The identification of risk loci is of course only the first step toward understanding how genetic variants act to influence anxiety. Loci discovered by GWAS may be correlated with the true causal variants but are unlikely to be causal themselves. Advances in statistical fine-mapping of GWAS signals (37) are now facilitating the search for the causal culprits. Levey et al. employed one such approach and found, for example, that the lead SNP in ESR1 appeared to be responsible for the signal in that region. However, even if we can identify causal variants, further work is needed to characterize their biological relevance. This can include a range of functional genomic analyses to search for biological pathways enriched in the GWAS results, characterize cell-specific patterns of gene expression, and even leverage model organisms, cellular models, and genome editing to examine phenotypic effects of allelic substitution. Human studies, including neuroimaging, neurophysiology, and other deep phenotyping methods, can also be useful in characterizing the effects of risk variants at the level of observable phenotypes. An alternative avenue of research involves the use of genetic risk variants as biomarkers to stratify patients in terms of risk, course, and treatment response. In recent years, aggregate measures of SNP effects in the form of polygenic risk scores have been used for these purposes across of a range of biomedical disorders. With respect to anxiety phenotypes, however, the evidence to date suggests that available polygenic scores explain no more than 0.5% of the variance in anxiety risk (1, 21).

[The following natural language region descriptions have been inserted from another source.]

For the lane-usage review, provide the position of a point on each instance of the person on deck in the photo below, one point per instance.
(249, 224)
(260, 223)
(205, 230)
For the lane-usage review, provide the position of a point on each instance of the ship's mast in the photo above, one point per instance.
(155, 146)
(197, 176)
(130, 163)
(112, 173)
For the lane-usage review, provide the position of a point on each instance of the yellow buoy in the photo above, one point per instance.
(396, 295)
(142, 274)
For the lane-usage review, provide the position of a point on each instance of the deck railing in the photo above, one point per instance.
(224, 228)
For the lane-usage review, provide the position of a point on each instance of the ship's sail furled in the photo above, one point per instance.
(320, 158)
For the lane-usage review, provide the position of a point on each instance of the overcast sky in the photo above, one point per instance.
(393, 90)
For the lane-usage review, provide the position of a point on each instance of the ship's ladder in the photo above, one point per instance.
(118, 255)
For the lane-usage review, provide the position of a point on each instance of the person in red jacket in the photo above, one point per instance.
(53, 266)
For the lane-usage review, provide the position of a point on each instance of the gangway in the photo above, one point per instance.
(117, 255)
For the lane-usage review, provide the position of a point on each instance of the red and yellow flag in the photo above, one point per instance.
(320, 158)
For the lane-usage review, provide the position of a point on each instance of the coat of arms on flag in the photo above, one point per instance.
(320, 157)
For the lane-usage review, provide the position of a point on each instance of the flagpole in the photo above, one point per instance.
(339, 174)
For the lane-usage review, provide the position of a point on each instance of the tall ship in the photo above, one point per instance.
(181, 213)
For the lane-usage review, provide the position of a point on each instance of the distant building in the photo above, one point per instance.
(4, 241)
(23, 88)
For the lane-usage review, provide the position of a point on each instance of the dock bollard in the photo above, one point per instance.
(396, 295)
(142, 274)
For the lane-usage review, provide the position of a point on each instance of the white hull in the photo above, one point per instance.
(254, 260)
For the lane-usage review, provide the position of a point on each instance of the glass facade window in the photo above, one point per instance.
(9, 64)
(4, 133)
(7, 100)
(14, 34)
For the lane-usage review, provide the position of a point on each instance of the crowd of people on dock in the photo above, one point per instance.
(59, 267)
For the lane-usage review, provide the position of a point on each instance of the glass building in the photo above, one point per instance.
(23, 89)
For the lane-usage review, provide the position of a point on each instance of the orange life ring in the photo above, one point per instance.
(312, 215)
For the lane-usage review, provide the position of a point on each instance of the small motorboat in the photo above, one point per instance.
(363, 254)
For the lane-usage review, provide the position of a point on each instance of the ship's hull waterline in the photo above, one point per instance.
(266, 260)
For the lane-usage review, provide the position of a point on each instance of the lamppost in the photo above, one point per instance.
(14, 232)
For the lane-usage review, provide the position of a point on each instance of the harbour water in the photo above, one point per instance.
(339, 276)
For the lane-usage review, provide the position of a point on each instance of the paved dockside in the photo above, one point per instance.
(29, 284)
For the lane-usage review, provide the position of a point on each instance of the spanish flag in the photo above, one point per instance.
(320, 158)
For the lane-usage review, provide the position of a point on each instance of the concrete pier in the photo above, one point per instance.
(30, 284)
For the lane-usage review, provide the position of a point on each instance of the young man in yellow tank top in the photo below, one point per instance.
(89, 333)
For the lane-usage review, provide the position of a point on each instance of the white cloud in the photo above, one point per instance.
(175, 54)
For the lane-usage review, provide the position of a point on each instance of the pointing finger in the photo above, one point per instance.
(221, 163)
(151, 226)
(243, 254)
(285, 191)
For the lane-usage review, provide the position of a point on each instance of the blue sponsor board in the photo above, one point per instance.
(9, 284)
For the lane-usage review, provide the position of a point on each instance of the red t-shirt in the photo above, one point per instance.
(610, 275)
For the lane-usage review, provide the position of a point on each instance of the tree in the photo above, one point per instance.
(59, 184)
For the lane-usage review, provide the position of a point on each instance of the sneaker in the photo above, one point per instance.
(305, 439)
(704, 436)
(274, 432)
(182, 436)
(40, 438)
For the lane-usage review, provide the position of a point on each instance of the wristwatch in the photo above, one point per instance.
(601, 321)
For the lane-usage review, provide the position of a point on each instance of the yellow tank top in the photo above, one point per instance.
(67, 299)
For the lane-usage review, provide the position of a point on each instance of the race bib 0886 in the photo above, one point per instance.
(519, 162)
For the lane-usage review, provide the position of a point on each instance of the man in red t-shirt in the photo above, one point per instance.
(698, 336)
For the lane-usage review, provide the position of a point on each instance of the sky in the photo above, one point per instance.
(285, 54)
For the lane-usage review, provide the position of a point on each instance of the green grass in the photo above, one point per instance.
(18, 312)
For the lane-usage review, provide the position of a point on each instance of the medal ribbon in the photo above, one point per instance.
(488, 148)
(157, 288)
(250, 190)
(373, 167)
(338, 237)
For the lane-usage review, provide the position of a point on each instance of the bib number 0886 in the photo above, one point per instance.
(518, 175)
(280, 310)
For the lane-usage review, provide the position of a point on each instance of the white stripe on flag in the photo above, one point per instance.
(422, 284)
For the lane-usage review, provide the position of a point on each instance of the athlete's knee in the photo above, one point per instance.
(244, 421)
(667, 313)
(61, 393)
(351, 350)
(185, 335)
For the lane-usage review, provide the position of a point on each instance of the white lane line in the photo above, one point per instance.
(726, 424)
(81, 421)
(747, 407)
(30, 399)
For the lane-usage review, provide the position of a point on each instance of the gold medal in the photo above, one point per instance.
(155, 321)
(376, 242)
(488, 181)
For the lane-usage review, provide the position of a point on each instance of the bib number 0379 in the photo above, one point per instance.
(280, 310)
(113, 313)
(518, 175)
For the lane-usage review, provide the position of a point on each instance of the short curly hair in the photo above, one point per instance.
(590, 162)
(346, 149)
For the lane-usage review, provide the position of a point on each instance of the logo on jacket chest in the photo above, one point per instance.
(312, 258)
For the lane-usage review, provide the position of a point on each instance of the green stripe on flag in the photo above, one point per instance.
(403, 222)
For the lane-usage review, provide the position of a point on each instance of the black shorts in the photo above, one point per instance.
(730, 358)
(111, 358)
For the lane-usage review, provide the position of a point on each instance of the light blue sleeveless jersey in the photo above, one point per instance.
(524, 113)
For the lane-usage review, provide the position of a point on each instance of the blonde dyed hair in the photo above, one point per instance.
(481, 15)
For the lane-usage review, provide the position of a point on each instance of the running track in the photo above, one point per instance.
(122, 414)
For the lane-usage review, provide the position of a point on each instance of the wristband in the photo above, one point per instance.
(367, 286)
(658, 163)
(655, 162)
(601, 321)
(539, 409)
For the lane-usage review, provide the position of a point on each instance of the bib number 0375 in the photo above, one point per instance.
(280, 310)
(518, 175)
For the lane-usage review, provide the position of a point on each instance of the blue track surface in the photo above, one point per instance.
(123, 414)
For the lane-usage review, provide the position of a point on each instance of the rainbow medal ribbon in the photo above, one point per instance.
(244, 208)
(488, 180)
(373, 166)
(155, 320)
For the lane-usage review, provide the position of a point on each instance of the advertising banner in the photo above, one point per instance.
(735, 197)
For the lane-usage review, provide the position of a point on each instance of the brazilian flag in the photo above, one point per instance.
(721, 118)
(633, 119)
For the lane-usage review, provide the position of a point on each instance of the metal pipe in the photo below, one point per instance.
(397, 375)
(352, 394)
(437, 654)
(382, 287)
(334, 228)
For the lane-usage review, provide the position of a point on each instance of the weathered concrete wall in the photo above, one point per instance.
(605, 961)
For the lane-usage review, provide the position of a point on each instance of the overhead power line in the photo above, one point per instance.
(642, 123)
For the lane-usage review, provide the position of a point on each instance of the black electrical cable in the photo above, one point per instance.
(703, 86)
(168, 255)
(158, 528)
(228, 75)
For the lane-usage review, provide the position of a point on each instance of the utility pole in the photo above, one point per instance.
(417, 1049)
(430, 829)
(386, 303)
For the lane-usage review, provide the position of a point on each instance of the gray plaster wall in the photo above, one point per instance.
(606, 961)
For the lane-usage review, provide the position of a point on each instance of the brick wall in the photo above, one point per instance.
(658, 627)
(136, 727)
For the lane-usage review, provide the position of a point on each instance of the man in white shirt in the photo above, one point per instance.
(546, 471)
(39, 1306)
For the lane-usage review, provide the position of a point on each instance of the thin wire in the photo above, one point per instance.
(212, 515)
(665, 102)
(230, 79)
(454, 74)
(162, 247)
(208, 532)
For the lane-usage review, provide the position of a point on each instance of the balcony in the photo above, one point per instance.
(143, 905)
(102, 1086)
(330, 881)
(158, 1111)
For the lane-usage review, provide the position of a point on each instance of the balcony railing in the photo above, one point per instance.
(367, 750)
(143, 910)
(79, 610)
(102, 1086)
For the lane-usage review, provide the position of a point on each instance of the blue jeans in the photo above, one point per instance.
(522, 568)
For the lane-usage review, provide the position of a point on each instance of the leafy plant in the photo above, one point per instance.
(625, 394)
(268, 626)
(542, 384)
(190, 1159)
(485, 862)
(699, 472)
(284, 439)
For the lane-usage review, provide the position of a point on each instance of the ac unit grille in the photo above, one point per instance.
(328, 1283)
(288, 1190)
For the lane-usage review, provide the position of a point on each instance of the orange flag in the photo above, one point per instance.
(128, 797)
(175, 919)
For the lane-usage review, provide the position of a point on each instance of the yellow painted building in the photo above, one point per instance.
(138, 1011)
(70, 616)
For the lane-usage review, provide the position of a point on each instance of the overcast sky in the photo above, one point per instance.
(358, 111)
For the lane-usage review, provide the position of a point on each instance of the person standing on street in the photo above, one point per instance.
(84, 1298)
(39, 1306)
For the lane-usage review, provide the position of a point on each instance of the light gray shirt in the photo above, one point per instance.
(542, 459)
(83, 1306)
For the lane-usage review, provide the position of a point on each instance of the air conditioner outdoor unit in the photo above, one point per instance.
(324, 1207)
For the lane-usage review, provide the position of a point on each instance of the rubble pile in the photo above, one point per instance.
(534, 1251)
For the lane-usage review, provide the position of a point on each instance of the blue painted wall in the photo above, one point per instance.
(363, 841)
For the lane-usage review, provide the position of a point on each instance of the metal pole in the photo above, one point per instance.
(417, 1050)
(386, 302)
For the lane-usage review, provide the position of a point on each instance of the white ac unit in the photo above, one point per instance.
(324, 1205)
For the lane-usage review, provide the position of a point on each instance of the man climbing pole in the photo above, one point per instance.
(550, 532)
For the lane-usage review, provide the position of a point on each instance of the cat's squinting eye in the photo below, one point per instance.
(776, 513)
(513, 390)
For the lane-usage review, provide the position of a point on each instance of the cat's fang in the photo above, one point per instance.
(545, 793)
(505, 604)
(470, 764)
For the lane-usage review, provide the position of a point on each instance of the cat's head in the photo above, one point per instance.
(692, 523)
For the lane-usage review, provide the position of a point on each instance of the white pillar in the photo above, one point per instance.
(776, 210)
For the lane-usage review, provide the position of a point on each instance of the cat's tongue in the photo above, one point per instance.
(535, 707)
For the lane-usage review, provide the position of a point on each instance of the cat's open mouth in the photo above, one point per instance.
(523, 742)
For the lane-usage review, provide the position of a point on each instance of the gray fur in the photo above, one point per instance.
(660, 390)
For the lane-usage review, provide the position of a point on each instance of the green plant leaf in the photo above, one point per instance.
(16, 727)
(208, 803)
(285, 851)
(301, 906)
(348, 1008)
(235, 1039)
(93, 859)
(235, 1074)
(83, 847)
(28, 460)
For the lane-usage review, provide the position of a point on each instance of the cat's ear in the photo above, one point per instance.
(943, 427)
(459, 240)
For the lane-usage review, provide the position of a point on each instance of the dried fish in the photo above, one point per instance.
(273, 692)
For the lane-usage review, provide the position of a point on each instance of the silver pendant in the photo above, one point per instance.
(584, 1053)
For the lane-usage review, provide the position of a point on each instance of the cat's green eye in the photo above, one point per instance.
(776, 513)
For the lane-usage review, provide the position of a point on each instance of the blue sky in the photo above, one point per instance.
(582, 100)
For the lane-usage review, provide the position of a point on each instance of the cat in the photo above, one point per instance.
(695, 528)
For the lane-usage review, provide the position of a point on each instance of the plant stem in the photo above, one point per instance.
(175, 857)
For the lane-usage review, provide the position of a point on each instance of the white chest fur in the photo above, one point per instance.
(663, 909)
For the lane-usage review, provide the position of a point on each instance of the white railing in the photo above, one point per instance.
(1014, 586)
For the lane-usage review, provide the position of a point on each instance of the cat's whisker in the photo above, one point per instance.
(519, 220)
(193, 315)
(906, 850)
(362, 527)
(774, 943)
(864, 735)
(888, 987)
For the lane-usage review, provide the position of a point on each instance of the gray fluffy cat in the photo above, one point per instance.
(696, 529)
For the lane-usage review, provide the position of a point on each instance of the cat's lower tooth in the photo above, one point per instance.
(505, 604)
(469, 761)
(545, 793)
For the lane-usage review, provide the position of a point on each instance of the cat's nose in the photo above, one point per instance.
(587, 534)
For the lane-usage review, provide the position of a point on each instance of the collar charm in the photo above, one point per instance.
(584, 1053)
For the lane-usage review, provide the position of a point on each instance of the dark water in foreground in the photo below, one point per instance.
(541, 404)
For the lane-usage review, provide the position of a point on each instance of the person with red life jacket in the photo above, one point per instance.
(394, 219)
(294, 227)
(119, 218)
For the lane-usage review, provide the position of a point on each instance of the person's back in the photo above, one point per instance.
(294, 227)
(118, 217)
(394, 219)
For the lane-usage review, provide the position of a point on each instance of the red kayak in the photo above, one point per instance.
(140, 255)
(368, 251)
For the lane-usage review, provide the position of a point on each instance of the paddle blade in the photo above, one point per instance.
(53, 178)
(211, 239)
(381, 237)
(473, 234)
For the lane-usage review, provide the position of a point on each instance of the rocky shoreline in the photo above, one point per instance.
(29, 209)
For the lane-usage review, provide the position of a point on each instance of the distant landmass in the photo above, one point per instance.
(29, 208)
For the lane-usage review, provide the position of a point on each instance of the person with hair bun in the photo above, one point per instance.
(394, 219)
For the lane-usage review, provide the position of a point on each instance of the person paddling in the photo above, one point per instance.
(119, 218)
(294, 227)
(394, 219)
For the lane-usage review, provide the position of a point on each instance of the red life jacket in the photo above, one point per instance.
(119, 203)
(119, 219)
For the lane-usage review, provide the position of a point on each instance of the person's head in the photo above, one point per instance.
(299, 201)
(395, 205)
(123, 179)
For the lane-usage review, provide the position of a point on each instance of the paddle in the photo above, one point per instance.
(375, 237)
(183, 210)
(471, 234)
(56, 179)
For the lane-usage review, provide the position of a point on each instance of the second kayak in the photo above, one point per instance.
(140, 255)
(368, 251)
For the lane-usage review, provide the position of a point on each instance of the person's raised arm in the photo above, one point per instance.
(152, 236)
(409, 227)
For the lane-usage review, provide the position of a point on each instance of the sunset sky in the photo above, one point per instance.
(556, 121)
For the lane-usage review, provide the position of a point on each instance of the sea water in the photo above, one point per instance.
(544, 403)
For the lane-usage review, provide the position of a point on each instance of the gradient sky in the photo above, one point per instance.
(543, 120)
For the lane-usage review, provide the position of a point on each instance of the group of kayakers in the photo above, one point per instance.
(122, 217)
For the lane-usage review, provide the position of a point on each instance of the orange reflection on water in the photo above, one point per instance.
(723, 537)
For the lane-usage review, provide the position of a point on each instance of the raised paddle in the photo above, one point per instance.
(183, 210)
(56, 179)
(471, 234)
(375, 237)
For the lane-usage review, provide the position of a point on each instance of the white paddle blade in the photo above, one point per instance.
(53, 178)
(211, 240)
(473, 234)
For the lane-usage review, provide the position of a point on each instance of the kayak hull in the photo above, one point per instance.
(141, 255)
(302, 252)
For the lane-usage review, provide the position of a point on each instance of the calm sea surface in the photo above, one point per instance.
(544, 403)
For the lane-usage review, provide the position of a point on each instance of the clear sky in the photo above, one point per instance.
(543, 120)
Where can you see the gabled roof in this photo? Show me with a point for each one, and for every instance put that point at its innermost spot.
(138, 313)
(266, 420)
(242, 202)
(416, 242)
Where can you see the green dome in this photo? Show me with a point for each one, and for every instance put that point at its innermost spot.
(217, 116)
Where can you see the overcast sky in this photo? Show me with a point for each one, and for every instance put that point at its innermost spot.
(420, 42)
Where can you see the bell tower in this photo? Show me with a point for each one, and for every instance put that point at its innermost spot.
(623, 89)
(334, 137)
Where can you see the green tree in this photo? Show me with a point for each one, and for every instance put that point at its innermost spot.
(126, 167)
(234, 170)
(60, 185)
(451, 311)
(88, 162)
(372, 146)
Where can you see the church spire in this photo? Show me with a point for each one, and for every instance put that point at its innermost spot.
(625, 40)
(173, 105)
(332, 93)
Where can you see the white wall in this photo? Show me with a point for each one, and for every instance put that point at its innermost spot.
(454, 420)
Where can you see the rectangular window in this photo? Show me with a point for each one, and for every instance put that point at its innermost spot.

Clearly, the road connecting genotype to phenotype is a long and winding one. But it is a journey worth taking, as the dividends could be substantial, including the identification of novel treatment targets that might change the landscape of therapies for pathologic anxiety. Currently available drug treatments for anxiety disorders are ineffective for many patients, and no drugs with novel mechanisms of action have been approved in decades. The emergence of large-scale genomic studies of anxiety represents a first important step along the path toward a deeper understanding of this common but complex cause of distress and disability.